No one likes paying bills, but it’s part of using a credit card. Neglecting those bills enables small debts to compound, causing exponential debt growth. Too much credit card debt can deteriorate your financial health, negatively impacting your credit score and affecting your ability to qualify for new loans and credit cards in the future.
To wrangle debt, many are exploring alternative financial debt solutions like Buy Now, Pay Later (BNPL) options to avoid accumulating too many expenses. According to a GlobalData report, the popularity of BNPL solutions has jumped from $33 billion in 2019 to $120 billion in 2021, with the total transaction value set to reach $576 billion by 2026.
Unfortunately, BNPL plays into the instant gratification mindset of many consumers today by allowing them to buy things they cannot afford and enabling them to put off paying. When cardholders opt to finance essentials, it becomes challenging to budget and stay on top of payments and fees. As more in-person shopping options make it easy to use BNPL, there is an even higher risk of falling behind on payments.
So how should consumers navigate their debt payments with fewer risks?
Asaf Darash, CEO of Regpack, an innovative payments platform known for maximum security and malleability, suggests another way: pay in installments.
Understanding Credit Card Installment Plans
Credit card installment plans can be a great way to finance large purchases for a low cost, especially if you choose a structure that works with your spending habits.
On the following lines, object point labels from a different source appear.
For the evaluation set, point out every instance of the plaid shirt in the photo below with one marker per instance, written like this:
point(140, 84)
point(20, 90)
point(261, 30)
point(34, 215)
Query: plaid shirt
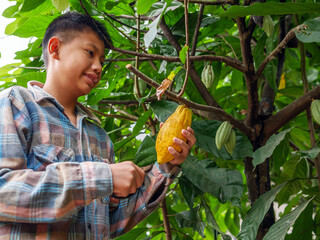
point(55, 179)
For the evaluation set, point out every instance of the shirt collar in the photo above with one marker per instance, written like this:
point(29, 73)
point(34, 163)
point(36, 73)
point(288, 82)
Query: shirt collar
point(40, 94)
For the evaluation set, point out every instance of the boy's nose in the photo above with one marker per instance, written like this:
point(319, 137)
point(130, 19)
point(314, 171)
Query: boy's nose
point(97, 66)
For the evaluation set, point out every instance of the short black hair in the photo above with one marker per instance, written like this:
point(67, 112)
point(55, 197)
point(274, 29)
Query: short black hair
point(69, 23)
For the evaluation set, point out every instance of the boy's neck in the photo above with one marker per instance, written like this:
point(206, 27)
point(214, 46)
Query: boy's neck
point(63, 97)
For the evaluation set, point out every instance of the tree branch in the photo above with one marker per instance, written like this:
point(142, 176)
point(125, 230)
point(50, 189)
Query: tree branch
point(274, 123)
point(249, 73)
point(193, 73)
point(214, 112)
point(196, 31)
point(210, 2)
point(278, 49)
point(187, 44)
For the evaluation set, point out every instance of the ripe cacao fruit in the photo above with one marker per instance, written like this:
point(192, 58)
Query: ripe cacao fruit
point(315, 110)
point(268, 25)
point(231, 143)
point(223, 134)
point(207, 76)
point(172, 127)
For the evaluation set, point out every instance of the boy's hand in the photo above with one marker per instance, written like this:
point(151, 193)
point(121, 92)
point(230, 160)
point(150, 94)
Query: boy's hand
point(185, 146)
point(127, 178)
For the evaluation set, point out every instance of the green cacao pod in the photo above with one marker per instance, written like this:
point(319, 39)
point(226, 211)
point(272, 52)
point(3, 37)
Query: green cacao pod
point(223, 134)
point(231, 143)
point(315, 110)
point(268, 25)
point(207, 76)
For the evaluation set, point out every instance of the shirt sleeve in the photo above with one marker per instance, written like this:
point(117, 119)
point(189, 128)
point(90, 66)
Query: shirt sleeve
point(51, 195)
point(128, 212)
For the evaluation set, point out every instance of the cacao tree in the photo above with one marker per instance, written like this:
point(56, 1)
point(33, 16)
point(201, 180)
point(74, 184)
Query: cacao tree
point(265, 59)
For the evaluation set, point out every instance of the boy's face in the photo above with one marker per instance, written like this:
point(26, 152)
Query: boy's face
point(80, 63)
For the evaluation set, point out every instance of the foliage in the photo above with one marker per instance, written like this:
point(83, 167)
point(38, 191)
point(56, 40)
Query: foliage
point(218, 195)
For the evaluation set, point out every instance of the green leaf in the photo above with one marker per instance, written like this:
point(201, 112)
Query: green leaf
point(143, 6)
point(312, 153)
point(163, 109)
point(61, 5)
point(151, 34)
point(29, 27)
point(279, 229)
point(189, 190)
point(303, 226)
point(224, 184)
point(146, 153)
point(192, 219)
point(312, 34)
point(271, 8)
point(29, 5)
point(254, 217)
point(261, 154)
point(183, 54)
point(212, 221)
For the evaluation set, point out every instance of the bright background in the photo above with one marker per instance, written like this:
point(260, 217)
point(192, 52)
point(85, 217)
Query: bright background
point(9, 44)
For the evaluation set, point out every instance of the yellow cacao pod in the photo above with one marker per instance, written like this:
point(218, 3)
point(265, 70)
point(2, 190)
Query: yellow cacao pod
point(231, 143)
point(315, 110)
point(223, 134)
point(207, 76)
point(172, 127)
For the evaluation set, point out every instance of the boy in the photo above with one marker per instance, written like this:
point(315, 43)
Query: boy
point(57, 180)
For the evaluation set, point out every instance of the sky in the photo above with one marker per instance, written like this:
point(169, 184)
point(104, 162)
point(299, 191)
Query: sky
point(9, 44)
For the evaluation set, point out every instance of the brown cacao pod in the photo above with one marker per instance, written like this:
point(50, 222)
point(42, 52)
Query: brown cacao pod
point(172, 127)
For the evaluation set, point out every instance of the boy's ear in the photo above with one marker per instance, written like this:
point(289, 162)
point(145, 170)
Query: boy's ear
point(53, 47)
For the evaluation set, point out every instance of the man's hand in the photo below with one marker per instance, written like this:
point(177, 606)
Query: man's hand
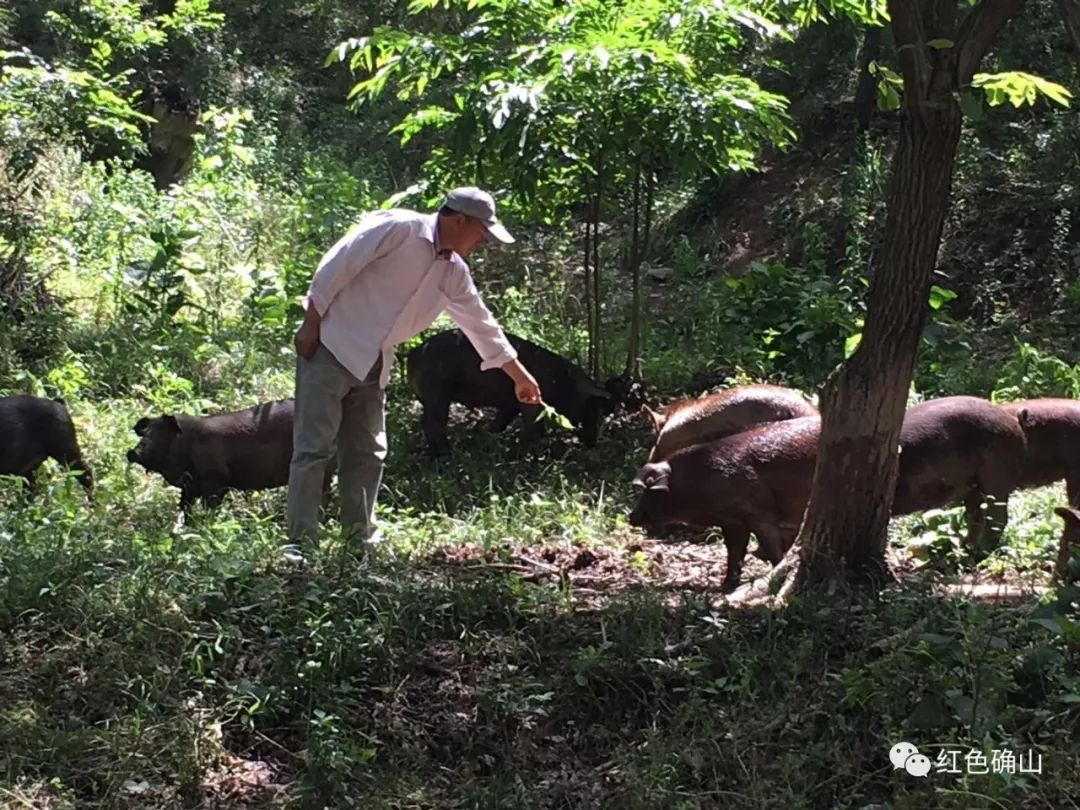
point(526, 389)
point(307, 337)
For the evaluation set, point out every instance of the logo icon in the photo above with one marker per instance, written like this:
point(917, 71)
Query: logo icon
point(905, 756)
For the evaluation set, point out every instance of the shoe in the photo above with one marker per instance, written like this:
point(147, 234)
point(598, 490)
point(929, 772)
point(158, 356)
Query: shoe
point(291, 554)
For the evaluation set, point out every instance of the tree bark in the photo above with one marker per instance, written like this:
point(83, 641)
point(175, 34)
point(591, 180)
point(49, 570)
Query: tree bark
point(1070, 16)
point(865, 100)
point(597, 320)
point(633, 343)
point(844, 531)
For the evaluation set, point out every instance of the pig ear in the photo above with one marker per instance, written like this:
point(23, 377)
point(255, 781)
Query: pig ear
point(589, 389)
point(658, 419)
point(1071, 516)
point(652, 477)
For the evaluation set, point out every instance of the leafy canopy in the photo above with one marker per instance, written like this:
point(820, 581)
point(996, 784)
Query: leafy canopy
point(539, 95)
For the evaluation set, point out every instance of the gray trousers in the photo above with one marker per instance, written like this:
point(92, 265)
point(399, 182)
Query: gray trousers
point(336, 413)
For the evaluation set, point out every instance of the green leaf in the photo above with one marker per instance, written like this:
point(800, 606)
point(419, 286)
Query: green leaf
point(971, 106)
point(888, 97)
point(1052, 624)
point(940, 296)
point(851, 343)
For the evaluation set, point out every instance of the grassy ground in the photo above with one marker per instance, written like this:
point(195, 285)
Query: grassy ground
point(513, 644)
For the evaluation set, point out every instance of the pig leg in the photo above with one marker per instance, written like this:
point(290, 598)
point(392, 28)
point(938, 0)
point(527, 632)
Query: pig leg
point(1072, 489)
point(187, 500)
point(770, 542)
point(436, 412)
point(976, 521)
point(736, 540)
point(67, 454)
point(986, 524)
point(530, 416)
point(997, 518)
point(502, 418)
point(29, 487)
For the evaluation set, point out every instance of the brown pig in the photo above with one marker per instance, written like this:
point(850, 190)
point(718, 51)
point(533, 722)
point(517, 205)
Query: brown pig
point(715, 416)
point(755, 481)
point(1052, 428)
point(956, 449)
point(960, 449)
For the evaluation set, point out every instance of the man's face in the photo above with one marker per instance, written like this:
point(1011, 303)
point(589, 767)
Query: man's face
point(464, 233)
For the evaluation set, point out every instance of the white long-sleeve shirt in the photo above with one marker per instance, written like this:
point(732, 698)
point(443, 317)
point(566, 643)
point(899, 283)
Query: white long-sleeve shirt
point(385, 282)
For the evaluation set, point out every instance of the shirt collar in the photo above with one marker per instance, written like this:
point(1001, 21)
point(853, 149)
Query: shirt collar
point(431, 233)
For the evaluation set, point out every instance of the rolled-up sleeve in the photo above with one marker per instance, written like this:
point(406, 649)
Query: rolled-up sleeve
point(477, 323)
point(365, 243)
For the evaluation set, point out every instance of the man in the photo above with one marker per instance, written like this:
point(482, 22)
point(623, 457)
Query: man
point(387, 280)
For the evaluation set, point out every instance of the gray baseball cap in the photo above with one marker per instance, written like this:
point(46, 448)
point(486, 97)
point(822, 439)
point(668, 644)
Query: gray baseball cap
point(477, 204)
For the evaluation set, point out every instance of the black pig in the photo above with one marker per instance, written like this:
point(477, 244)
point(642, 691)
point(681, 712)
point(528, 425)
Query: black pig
point(445, 368)
point(34, 429)
point(206, 456)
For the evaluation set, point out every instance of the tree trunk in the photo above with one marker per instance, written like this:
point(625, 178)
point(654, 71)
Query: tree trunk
point(590, 323)
point(866, 88)
point(1070, 15)
point(633, 347)
point(863, 405)
point(597, 321)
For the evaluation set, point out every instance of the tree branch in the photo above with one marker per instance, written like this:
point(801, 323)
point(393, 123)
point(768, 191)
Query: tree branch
point(908, 27)
point(979, 31)
point(1070, 15)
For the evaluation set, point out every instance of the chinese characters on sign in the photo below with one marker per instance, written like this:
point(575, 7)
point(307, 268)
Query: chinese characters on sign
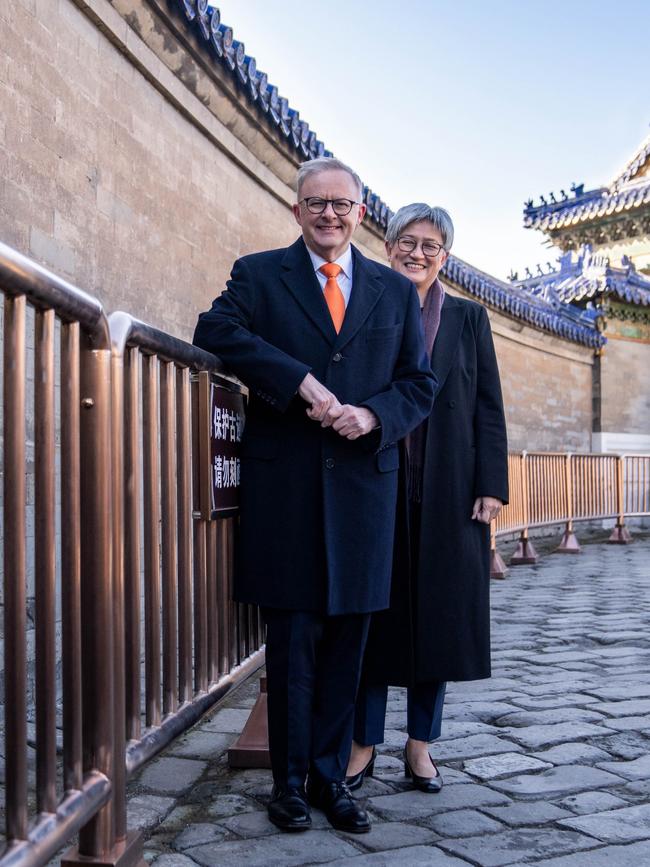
point(218, 413)
point(226, 428)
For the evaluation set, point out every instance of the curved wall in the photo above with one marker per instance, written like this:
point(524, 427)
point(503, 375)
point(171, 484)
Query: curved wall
point(133, 168)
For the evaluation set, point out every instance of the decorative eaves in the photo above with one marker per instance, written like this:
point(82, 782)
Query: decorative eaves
point(546, 313)
point(637, 162)
point(283, 120)
point(591, 205)
point(589, 277)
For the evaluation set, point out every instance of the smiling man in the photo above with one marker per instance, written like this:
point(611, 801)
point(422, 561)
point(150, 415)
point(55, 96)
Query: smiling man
point(330, 345)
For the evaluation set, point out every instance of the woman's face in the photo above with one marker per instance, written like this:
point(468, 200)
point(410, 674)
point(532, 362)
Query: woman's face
point(419, 266)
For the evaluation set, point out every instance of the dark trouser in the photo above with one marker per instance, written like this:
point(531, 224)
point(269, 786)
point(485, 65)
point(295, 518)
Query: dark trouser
point(313, 663)
point(424, 706)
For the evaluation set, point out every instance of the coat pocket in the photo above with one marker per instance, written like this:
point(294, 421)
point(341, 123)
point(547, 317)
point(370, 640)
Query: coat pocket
point(259, 448)
point(386, 332)
point(388, 459)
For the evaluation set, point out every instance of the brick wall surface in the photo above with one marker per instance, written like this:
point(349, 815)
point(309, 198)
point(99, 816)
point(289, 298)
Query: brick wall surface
point(625, 371)
point(117, 186)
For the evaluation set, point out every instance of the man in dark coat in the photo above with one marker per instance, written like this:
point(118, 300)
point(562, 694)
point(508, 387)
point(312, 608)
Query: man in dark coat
point(330, 345)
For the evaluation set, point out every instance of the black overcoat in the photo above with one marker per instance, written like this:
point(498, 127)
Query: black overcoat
point(438, 624)
point(318, 511)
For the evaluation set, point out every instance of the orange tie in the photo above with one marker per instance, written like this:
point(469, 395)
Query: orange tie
point(333, 294)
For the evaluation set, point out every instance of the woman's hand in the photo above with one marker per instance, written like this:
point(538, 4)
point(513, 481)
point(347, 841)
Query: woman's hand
point(486, 509)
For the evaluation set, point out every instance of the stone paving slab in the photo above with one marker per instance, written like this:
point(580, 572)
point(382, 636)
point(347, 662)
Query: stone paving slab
point(625, 825)
point(563, 780)
point(546, 763)
point(635, 855)
point(283, 850)
point(518, 846)
point(413, 856)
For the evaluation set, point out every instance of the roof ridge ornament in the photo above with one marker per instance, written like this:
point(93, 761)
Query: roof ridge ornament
point(273, 107)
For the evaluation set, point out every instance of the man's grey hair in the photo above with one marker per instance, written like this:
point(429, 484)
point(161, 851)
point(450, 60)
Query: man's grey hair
point(438, 217)
point(326, 164)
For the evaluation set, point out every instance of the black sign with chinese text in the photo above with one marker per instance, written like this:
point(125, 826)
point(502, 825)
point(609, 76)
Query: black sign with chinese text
point(218, 415)
point(226, 427)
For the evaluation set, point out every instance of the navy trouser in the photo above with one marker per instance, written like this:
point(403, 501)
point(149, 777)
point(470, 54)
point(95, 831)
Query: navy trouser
point(313, 665)
point(424, 704)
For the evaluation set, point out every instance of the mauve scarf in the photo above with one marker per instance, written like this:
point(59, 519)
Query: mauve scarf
point(416, 440)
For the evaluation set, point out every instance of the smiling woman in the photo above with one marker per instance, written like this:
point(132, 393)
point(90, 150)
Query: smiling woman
point(437, 627)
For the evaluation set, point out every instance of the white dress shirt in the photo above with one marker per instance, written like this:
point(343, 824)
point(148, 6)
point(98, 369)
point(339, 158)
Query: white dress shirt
point(345, 277)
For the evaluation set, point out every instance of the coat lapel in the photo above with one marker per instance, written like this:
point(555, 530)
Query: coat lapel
point(299, 278)
point(367, 288)
point(447, 339)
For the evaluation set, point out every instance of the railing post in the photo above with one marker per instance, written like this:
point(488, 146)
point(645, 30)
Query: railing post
point(525, 553)
point(569, 543)
point(620, 533)
point(98, 843)
point(498, 568)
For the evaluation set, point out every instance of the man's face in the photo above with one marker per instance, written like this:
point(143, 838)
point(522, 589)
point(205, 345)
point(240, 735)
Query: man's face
point(415, 264)
point(328, 234)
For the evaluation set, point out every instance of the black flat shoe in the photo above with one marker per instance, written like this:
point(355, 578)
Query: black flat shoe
point(355, 781)
point(289, 810)
point(340, 808)
point(424, 784)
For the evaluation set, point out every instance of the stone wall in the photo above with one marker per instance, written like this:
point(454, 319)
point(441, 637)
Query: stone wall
point(132, 167)
point(546, 384)
point(625, 375)
point(122, 177)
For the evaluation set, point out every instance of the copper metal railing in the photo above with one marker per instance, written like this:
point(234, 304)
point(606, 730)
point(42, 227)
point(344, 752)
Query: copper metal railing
point(142, 587)
point(559, 488)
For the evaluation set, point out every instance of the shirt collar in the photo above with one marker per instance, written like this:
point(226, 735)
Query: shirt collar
point(344, 260)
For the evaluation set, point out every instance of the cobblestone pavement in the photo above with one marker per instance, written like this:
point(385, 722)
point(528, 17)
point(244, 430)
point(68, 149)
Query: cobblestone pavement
point(547, 762)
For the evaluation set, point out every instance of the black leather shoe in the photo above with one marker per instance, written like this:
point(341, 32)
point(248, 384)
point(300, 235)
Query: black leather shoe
point(355, 781)
point(289, 810)
point(340, 808)
point(424, 784)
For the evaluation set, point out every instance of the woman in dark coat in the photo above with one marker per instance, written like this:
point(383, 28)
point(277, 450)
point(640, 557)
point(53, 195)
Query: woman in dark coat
point(438, 626)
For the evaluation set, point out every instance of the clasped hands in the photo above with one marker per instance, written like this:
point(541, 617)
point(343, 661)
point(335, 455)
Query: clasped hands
point(349, 421)
point(486, 509)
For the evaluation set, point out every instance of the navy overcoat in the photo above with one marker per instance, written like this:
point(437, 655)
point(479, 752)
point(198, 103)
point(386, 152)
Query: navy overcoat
point(438, 625)
point(318, 511)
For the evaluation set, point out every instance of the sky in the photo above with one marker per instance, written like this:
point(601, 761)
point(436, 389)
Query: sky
point(475, 106)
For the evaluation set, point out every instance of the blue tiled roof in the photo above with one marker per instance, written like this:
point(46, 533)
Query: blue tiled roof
point(547, 313)
point(588, 276)
point(625, 193)
point(637, 162)
point(284, 120)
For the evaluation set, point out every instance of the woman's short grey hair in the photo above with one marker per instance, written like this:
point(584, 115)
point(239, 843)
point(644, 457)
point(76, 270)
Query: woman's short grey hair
point(326, 164)
point(438, 217)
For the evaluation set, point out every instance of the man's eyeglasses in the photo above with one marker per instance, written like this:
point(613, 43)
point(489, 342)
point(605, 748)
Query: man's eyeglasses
point(429, 248)
point(316, 205)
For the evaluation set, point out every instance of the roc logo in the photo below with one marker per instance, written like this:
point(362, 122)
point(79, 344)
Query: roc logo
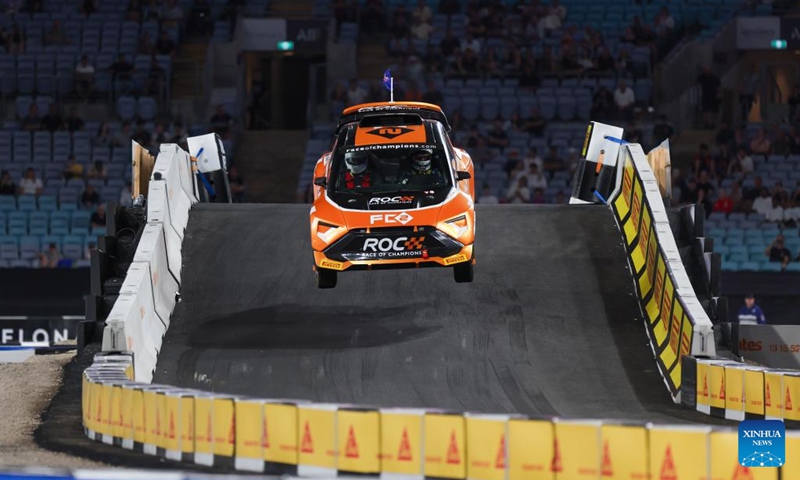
point(414, 243)
point(390, 132)
point(762, 443)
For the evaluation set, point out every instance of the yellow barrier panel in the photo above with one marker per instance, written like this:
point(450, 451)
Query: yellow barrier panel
point(725, 464)
point(138, 415)
point(317, 434)
point(280, 444)
point(224, 427)
point(646, 280)
point(678, 453)
point(623, 202)
point(773, 395)
point(531, 450)
point(96, 407)
point(203, 430)
point(445, 454)
point(250, 435)
point(187, 425)
point(85, 400)
point(126, 410)
point(401, 441)
point(358, 446)
point(734, 392)
point(754, 391)
point(172, 425)
point(653, 307)
point(152, 426)
point(161, 419)
point(115, 415)
point(791, 468)
point(703, 396)
point(639, 253)
point(579, 448)
point(486, 447)
point(104, 426)
point(625, 452)
point(791, 398)
point(717, 385)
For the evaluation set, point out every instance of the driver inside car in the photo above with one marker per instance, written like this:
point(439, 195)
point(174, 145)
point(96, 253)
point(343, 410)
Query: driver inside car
point(357, 174)
point(422, 172)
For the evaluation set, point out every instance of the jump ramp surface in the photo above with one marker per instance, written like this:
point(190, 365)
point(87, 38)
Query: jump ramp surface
point(550, 326)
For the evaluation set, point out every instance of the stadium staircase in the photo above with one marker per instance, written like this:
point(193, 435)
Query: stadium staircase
point(372, 60)
point(270, 161)
point(187, 74)
point(291, 8)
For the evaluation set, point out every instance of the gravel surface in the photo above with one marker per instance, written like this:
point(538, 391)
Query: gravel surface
point(25, 391)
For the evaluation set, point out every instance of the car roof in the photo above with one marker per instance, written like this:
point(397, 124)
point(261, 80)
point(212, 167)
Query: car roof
point(356, 113)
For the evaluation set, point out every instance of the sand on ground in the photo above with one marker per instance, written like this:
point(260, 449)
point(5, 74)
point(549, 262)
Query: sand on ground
point(25, 391)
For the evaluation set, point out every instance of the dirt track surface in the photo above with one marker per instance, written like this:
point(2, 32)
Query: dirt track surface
point(26, 390)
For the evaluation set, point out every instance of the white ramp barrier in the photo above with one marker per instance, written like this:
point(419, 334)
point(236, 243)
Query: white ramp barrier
point(140, 316)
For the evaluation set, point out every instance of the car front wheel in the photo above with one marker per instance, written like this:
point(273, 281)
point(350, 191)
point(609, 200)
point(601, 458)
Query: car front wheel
point(326, 278)
point(463, 272)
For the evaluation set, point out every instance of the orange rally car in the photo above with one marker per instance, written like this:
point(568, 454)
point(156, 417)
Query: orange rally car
point(393, 193)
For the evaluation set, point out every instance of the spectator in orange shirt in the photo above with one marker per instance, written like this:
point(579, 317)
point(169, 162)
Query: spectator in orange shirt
point(723, 203)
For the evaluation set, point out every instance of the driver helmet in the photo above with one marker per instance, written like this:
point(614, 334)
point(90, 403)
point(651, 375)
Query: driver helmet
point(356, 163)
point(422, 160)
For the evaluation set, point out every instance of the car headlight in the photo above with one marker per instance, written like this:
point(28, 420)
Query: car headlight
point(459, 225)
point(327, 231)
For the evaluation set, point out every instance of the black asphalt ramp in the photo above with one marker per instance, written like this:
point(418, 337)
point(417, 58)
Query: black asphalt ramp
point(550, 325)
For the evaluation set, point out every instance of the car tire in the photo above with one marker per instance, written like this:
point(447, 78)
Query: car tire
point(326, 278)
point(463, 272)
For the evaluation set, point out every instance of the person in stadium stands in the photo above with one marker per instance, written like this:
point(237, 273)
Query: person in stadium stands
point(553, 162)
point(724, 203)
point(74, 122)
point(122, 137)
point(99, 216)
point(7, 185)
point(90, 197)
point(221, 122)
point(103, 137)
point(497, 137)
point(98, 170)
point(422, 171)
point(624, 99)
point(662, 130)
point(774, 214)
point(487, 197)
point(750, 313)
point(777, 251)
point(535, 178)
point(710, 95)
point(52, 121)
point(30, 184)
point(31, 122)
point(760, 145)
point(55, 35)
point(51, 257)
point(535, 124)
point(794, 104)
point(72, 169)
point(763, 203)
point(519, 192)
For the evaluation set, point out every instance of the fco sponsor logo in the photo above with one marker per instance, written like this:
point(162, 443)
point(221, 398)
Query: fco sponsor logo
point(762, 443)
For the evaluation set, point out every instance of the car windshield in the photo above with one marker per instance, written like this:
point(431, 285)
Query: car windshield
point(393, 167)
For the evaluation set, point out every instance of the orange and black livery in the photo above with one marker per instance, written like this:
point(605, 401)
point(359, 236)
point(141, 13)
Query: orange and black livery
point(393, 193)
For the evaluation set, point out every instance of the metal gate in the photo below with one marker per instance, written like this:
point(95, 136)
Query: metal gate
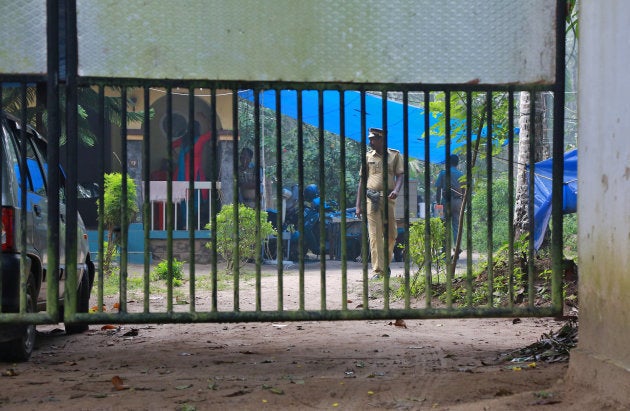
point(178, 141)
Most installment plans follow the general Buy now, Pay later concept: They allow you to make a large purchase and make the complete payment at a later time—only with installments split over a few months or even years instead of a single lump-sum payment.
The payment for the credit card installment plan is typically added to your card’s minimum monthly payment until the installment plan is paid in full. When you see that a purchase is eligible for an installment plan, you can request a plan and learn about the repayment details before committing to the plan.
Throughout Europe and other parts of the world, such as Darash’s native country Israel, buyers are frequently given the option to pay in installments. This means that the company you bought from agrees to get the money chunk by chunk, and you will also pay for it chunk by chunk. For example, credit cards are Turkey’s most popular payment method, with many national banks offering their own credit card systems. And an estimated 55% of all card transactions are made up of bank repayment installments.
Darash’s own company, Regpack, has developed a highly flexible billing platform based on his post-doctoral research. His software enables the creation of IT systems with no constants, resulting in creative payments solutions to help businesses meet their customers’ needs and differentiate themselves. The platform allows users to set their own payment terms and, in the process, has upped the revenue of businesses by an average of 32%.
“Paying in installments actually shifts the burden back to the businesses, so it’s a better deal for consumers,” Darash explains. “It gives buyers more agency in their financial lives and allows them to set the terms for how they want to use their spending power. It is also a win for businesses as their revenue grows by a third year over year when implementing the technology.”
The best time to use a credit card installment plan is if you have high-interest cards and know you can remain diligent about making planned payments. This approach will actually help you come out ahead because your debt has an end date. Of course, making purchases outright without financing is the most cost-effective method, but if you have a good reason for financing a large purchase instead of waiting to save up the money and you don’t make a habit of large purchases, installment plans are a smart method for staving off compounding debt.
While most credit card installment plans are beneficial to buyers, it’s still important to look at the terms of the offer and determine whether or not it will save you money. It’s important to note that some installment plans charge a set interest rate, and others are designed to sidestep interest with a small fixed fee. Whether this fee falls on the consumer or the merchant varies by payment program.
Lastly, before signing on to an installment plan, be sure your budget can handle the additional monthly obligation. The last thing you want to do is miss a payment or not pay the balance in full over the payment period, negatively impacting your credit health and causing you to incur late fees and other expenses.
Credit card installment plans are a great method for getting and staying out of debt while still getting the products you need—even the expensive ones—in a timely manner.